2014-06-26
6月の中国ニュースを色々チェックしています。中国国家統計局上海調査チームが6月12日に、500人余の上海人に対する調査結果を発表しました。それによると1年以内にマイホームの購入を考えている者は1割もいない(9.7%)。
これは昨年同期より約10%も下がっています。あれほど活気だった中国の不動産市場。最近、すっかりの元気を失っていますね。だからといって、中国経済はもうダメだ、と言うのも決して正しいとはいえません。

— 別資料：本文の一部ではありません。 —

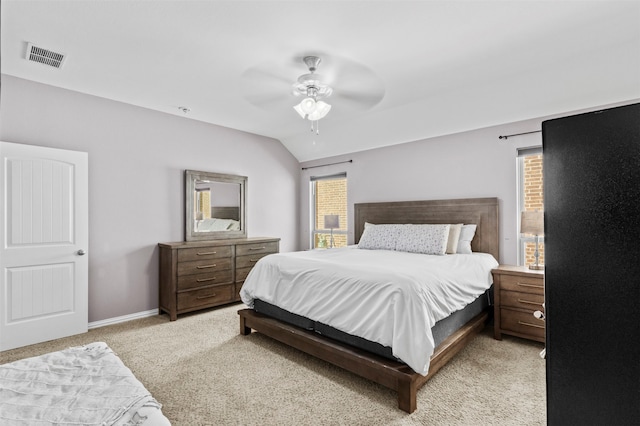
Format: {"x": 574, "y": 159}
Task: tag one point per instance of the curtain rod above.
{"x": 518, "y": 134}
{"x": 330, "y": 164}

なかなかの好景気を謳歌している分野もたくさんあるのです。その一つは、ネット通販です。先月に中国ネット通販大手のJD.com(京東商城)がナスダックで上場し、17億8,000万ドルの初値をつけたことが話題になりました。JD.com(京東商城)は、中国では第2位のネット通販会社。その最大のライバルといえば、中国ネット通販最大手として知られる「アリババ」です。アリババも米国での上場を急いでいるが、JD.comに先を越されたというわけです。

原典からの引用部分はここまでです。